Wage es nicht zu heulen.

„Das hier war ein Fehler.” Sie stand auf und ging auf die Tür zu. „Ich will dich nie wieder sehen.”

Sie war zu wütend, um zu weinen, bemerkte sie. Zumindest war sie darüber hinweg.

Maya setzte sich hinter das Steuer des Mietwagens und drehte die Schlüssel im Zündschloss um, bevor Greg hinter ihr herausgejoggt kam.

„Maya!” rief er. „Hey, warte!” Er versuchte, den Türgriff auf der Beifahrerseite zu ziehen, doch sie hatte schon die Türen verschlossen. „Mach schon. Lass mich rein.”

Sie begann, rückwärts aus der Einfahrt zu fahren.

„Das ist nicht lustig!” Er schlug mit der Hand gegen eine Scheibe. „Wie soll ich denn wieder zurückkommen?”

„Deine Mama kann dir bestimmt dabei helfen”, rief sie ihm durch das geschlossene Fenster zu. „Versuch doch, sie anzurufen.”

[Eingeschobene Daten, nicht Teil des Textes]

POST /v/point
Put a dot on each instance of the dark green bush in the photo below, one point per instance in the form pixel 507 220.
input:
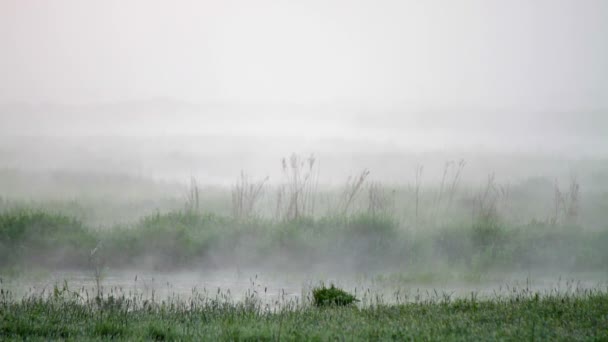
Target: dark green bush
pixel 332 296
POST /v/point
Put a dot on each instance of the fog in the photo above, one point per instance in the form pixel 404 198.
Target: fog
pixel 115 111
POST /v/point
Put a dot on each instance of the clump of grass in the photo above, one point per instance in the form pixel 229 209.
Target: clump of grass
pixel 327 296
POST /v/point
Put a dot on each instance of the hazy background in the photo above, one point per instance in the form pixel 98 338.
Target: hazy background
pixel 206 88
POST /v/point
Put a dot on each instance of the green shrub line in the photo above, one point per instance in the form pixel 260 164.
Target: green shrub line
pixel 363 242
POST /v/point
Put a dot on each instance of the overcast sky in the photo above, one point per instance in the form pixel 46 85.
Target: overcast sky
pixel 531 54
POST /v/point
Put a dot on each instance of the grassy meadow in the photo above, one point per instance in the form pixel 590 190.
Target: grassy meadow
pixel 449 233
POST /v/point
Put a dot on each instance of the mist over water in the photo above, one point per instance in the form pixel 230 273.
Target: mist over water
pixel 207 143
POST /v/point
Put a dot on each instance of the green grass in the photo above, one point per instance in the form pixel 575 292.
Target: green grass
pixel 525 316
pixel 362 242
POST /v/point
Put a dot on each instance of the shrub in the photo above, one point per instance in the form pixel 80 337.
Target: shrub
pixel 332 296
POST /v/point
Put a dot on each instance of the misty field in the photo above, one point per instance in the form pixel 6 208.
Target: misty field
pixel 422 261
pixel 64 315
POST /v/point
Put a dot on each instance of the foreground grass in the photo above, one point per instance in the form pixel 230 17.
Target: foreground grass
pixel 65 315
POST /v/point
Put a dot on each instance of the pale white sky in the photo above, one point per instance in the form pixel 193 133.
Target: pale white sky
pixel 531 54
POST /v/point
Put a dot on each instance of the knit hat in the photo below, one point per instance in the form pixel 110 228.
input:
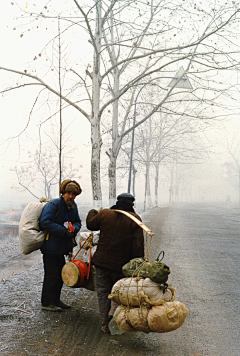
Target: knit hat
pixel 125 196
pixel 69 185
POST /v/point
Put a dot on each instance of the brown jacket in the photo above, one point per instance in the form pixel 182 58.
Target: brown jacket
pixel 121 239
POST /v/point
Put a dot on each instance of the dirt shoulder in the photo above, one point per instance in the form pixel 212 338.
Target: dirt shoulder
pixel 27 330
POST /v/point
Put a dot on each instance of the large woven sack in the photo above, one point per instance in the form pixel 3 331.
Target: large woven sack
pixel 137 291
pixel 167 317
pixel 163 318
pixel 155 270
pixel 131 319
pixel 30 236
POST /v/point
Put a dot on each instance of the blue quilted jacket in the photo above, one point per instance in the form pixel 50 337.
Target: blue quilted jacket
pixel 53 216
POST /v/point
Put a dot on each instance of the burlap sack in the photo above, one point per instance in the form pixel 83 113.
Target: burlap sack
pixel 162 318
pixel 167 317
pixel 139 291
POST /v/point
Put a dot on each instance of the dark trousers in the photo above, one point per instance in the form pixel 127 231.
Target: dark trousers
pixel 105 279
pixel 52 282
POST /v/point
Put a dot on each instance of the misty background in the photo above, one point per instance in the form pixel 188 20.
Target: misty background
pixel 202 167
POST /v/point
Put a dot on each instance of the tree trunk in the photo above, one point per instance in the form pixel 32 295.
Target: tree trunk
pixel 95 119
pixel 112 179
pixel 156 184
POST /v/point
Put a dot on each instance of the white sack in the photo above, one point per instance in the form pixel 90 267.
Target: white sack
pixel 30 236
pixel 84 255
pixel 162 318
pixel 138 291
pixel 167 317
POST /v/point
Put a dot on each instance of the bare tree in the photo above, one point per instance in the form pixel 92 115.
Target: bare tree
pixel 133 44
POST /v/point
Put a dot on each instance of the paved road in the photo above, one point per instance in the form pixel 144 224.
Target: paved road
pixel 202 248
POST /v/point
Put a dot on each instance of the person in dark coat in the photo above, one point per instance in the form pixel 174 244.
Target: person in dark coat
pixel 61 221
pixel 120 240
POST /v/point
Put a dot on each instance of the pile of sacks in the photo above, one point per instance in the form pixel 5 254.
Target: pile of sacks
pixel 144 304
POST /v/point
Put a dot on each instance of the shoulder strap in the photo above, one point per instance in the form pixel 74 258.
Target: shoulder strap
pixel 144 227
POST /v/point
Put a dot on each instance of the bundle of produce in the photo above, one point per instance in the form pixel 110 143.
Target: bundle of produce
pixel 88 237
pixel 140 291
pixel 156 270
pixel 162 318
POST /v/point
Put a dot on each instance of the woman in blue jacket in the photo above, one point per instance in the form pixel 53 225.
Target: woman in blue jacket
pixel 61 221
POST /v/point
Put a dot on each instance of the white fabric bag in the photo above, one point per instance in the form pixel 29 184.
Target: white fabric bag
pixel 30 236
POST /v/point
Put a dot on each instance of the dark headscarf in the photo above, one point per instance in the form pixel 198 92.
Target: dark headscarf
pixel 124 202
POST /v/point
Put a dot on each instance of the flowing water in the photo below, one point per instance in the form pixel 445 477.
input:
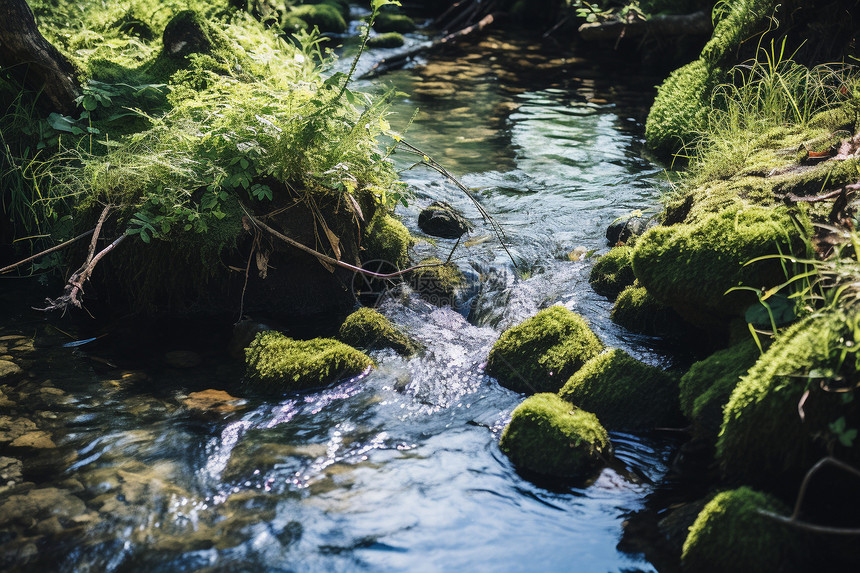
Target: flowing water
pixel 398 470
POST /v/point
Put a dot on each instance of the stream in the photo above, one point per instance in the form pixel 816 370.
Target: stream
pixel 399 470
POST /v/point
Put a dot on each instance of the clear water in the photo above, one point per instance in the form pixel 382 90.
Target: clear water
pixel 399 470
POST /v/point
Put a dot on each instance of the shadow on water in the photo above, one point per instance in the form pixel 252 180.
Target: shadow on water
pixel 399 469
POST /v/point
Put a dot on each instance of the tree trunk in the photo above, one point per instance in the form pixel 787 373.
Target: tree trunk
pixel 31 58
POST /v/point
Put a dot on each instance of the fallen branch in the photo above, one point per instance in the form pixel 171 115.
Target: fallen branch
pixel 698 23
pixel 331 260
pixel 46 252
pixel 793 519
pixel 75 285
pixel 398 61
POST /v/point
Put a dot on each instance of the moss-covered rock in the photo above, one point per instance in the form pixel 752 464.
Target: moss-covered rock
pixel 540 354
pixel 690 267
pixel 549 436
pixel 763 437
pixel 437 282
pixel 612 272
pixel 624 393
pixel 392 22
pixel 680 110
pixel 366 328
pixel 276 363
pixel 386 40
pixel 708 384
pixel 386 239
pixel 730 535
pixel 326 17
pixel 637 311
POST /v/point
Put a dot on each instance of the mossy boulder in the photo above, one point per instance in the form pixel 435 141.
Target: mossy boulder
pixel 624 393
pixel 386 239
pixel 680 110
pixel 540 354
pixel 386 40
pixel 276 363
pixel 730 535
pixel 763 437
pixel 326 17
pixel 637 311
pixel 367 328
pixel 549 436
pixel 691 266
pixel 436 282
pixel 708 384
pixel 612 272
pixel 393 22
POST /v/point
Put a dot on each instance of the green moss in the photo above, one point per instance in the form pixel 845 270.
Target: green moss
pixel 624 393
pixel 741 21
pixel 762 436
pixel 540 354
pixel 612 272
pixel 366 328
pixel 706 387
pixel 387 40
pixel 390 22
pixel 730 535
pixel 547 435
pixel 637 311
pixel 326 17
pixel 276 363
pixel 386 239
pixel 438 282
pixel 690 267
pixel 681 107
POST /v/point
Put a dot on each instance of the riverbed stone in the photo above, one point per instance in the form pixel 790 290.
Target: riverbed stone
pixel 367 328
pixel 440 219
pixel 543 352
pixel 550 436
pixel 9 372
pixel 731 535
pixel 624 393
pixel 276 363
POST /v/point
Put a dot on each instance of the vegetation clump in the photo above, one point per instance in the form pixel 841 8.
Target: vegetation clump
pixel 387 239
pixel 692 266
pixel 637 311
pixel 624 393
pixel 367 328
pixel 612 272
pixel 549 436
pixel 763 434
pixel 276 363
pixel 540 354
pixel 708 384
pixel 731 535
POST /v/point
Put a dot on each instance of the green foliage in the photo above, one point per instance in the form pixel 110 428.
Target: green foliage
pixel 540 354
pixel 549 436
pixel 763 435
pixel 691 266
pixel 366 328
pixel 730 535
pixel 612 272
pixel 680 111
pixel 706 387
pixel 278 364
pixel 623 392
pixel 637 311
pixel 387 239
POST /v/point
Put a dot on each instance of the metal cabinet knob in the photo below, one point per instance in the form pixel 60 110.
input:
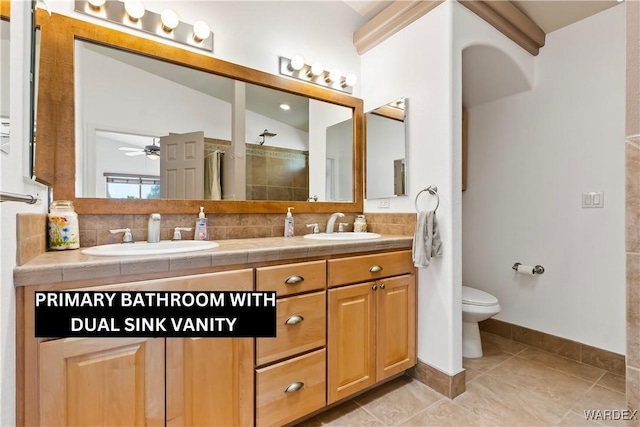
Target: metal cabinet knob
pixel 293 387
pixel 293 320
pixel 375 269
pixel 294 280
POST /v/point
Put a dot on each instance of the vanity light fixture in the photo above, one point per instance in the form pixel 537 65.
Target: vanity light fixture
pixel 333 76
pixel 169 19
pixel 350 80
pixel 296 64
pixel 96 4
pixel 201 31
pixel 132 14
pixel 264 135
pixel 316 69
pixel 134 9
pixel 315 73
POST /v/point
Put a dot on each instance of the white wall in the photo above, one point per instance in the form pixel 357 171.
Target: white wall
pixel 14 169
pixel 531 156
pixel 392 70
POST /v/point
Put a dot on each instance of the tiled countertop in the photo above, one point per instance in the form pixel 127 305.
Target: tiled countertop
pixel 62 266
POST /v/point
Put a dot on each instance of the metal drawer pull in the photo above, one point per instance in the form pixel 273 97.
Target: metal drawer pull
pixel 294 280
pixel 293 387
pixel 293 320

Und dann fuhr sie weg, die Straße hinunter. Im Rückspiegel sah sie, wie Greg, mit seinen Händen ungläubig am Kopf, immer kleiner wurde. Sie wusste, dass sie dafür an der Akademie die Hölle erwartete, doch in diesem Moment war es ihr egal. Als das fremde Haus ihres Vaters kleiner hinter ihr wurde, fühlte es sich an, als ob ein Gewicht von ihren Schultern fiele. Sie war aus Familiensinn, aus Verantwortungsgefühl an diesem Tag hierhergekommen. Es war eigentlich eine Last.

Doch jetzt bemerkte sie, dass es in Ordnung für sie wäre, wenn sie die beiden oder dieses Haus nie wiedersähe. Es ginge3

ihr auch allein gut. Es gab keine Ende dafür und es würde niemals eines geben. Ihre Mutter war tot und ihr Vater war für sie ebenfalls gestorben.